And yet in your mercy and kindness, Father, you've given us a new birth in spite of our sin and rebellion. Part of us longs to be holy and sinless, but there is much in us that still cherishes our sin and clings to it. Help us to hate our sin and run from it. Open our eyes and help us to see how offensive our sin is to you, and how damaging it is to us. When we are dazzled by the alluring temptation of sin, teach us that you are the only feast that satisfies our souls deeply and permanently. Fill us with awe and wonder that you give us the radiant robes of your Son’s perfection to wear. Thank you that you have begun a good work in us that nothing can stop, and that one day we will stand before you in the bliss of sinless perfection as Christ’s beautiful bride. We give thanks for this in Jesus’ name, Amen.


“Take a few moments to personally confess your sins to the Lord.”


ASSURANCE OF PARDON

“Hear these words of comfort and assurance.” 


Ephesians 1:7-10

7 In him we have redemption through his blood, the forgiveness of our trespasses, according to the riches of his grace, 8 which he lavished upon us, in all wisdom and insight 9 making known to us the mystery of his will, according to his purpose, which he set forth in Christ 10 as a plan for the fullness of time, to unite all things in him, things in heaven and things on earth.

PART 21 - THE BATTLE IS THE LORD'S

I. INTRODUCTION

  • We’ve all prayed for deliverance, and when we pray, we usually have an idea in our mind of how God is supposed to answer. 
  • Then the answer comes and it does not look at all like what we expected. 
  • Have you experienced that? Praying for years for something and when the answer comes, it is not at all what you imagined.
  • God saves in his own way.  And his way is not always the way we would have chosen. 

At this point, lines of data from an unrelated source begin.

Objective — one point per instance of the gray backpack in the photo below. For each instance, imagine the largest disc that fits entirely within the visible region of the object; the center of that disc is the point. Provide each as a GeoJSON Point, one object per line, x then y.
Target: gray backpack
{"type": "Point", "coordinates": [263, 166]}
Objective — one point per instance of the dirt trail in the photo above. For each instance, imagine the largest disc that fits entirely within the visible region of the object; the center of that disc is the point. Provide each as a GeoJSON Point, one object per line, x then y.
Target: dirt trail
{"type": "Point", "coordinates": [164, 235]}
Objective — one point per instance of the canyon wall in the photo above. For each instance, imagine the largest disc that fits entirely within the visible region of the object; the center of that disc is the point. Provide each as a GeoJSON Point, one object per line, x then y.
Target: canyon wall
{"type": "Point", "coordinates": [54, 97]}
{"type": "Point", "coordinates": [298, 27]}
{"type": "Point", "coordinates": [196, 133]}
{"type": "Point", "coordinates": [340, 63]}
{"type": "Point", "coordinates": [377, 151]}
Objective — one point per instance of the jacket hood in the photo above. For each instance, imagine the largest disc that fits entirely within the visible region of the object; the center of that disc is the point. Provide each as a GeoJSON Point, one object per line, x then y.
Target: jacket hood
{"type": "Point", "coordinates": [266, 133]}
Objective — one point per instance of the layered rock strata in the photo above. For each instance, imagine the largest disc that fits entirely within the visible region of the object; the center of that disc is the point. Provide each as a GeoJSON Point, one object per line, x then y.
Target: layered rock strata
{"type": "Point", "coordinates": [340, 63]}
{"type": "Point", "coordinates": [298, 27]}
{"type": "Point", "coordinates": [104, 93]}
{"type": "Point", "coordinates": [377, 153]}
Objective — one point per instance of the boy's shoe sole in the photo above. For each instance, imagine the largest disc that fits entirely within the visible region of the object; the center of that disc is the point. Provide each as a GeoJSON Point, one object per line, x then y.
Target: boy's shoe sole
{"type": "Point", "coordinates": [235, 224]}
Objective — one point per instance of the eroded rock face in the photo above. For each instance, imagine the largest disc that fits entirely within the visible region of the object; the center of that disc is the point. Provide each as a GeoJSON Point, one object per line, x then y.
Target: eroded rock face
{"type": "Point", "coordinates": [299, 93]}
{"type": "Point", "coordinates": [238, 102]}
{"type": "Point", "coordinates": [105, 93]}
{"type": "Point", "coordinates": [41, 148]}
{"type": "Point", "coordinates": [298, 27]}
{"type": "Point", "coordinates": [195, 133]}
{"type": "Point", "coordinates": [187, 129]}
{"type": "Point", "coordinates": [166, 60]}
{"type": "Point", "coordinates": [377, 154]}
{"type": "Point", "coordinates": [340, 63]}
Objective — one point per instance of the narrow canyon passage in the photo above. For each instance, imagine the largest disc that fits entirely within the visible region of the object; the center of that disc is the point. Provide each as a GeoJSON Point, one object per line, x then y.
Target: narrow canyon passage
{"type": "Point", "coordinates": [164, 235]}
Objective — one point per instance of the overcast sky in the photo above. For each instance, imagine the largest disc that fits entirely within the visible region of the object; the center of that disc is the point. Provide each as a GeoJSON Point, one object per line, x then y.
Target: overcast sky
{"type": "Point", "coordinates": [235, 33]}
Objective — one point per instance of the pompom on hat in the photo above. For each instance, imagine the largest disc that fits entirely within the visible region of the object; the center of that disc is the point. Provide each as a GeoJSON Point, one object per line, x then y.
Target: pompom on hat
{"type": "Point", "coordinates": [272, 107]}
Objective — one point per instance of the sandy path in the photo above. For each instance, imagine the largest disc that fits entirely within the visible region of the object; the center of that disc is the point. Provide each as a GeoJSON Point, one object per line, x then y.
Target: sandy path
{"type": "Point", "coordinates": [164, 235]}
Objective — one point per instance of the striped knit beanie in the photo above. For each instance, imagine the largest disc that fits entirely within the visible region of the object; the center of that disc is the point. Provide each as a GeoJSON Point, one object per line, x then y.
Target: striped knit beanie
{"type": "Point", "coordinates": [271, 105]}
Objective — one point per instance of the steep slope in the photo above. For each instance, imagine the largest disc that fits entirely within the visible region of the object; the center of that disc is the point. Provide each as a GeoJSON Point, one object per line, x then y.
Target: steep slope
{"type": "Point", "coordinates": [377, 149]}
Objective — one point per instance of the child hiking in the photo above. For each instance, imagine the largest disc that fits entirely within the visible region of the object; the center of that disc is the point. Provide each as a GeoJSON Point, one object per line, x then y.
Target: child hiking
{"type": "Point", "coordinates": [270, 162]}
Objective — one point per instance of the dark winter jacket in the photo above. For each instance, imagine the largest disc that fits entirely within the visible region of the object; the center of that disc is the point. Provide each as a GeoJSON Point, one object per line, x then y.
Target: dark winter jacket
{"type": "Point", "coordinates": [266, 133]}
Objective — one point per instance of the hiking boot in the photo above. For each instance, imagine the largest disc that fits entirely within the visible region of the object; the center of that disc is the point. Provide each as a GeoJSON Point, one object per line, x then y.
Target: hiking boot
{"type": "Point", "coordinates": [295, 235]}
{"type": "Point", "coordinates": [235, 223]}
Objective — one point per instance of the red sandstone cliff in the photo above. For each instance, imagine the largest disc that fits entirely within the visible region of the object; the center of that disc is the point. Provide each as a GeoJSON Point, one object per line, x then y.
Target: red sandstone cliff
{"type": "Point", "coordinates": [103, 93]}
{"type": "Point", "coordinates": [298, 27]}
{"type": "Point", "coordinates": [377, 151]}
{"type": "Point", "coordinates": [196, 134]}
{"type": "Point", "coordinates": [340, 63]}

  • Last week, as we began 1 Samuel 17, we saw Israel standing on the hillside, paralyzed by the giant they could not defeat, and a king who would not fight. 
  • Israel needed a champion. And so do we. 


  • Today, we’ll see the champion God raised up. 
  • He walks down into the valley. He faces the giant. 
  • And he wins the victory that Israel could not have won for themselves. 


  • Pay attention to how he wins. What he does. Watch what he refuses to do. Listen to what he says. And watch how the battle is actually fought. 
  • Because the way the champion fights tells us something about the God who sent him. 
  • What we’ll see is that the Lord saves his people in a way that nobody expected. 
  • He saves through his anointed one, who fights in his name, and for the sake of his honor. 


  • The message of this passage is right there in David’s own words. “The battle is the Lord’s!”


  • As we walk through this passage, I want you to keep in mind the One greater than David. 
  • Our true Champion. The greater Son of Jesse who walked down into a deeper valley, in his Father’s name, to fight a battle we could have never fought. And he won a victory that belongs to his people forever.


1 Samuel 17:31-49

II. FAITH REMEMBERS

  • V31 picks up where we left off last week. David was asking questions of the men in the camp. 
  • Who is this uncircumcised Philistine that he should defy the armies of the living God?” 
  • Word starts to spread and eventually his words caught the king’s attention and Saul sends for David.
  • The young shepherd from Bethlehem is before the king and listen to what he says. 
  • V32 “Let no man’s heart fail because of him. Your servant will go and fight with this Philistine.” 
  • Forty days Israel has been waiting for a champion and no one from the Israelite camp has been willing to go out and fight. 
  • The king will not fight. The army will not fight.
  • And now a young man walks into the king’s tent and says, “I will go.” 


  • David says to the king, “Fear not! I will fight!” 
  • The Israelites had been demoralized for forty days. Their hearts had indeed failed because of the sight and words of Goliath.
  • Their only response so far had been to flee and hide out on the hilltop. 
  • Even Israel’s biggest and best, Saul, wouldn’t take on the Philistine monster. 
  • For a youth to stand before the king and tell him not to be afraid anymore because he will go and fight the Philistine sounds preposterous. 


  • Saul’s response is exactly what you would expect. 
  • You can’t do it. You are but a youth. And he, from his youth, has been a man of war."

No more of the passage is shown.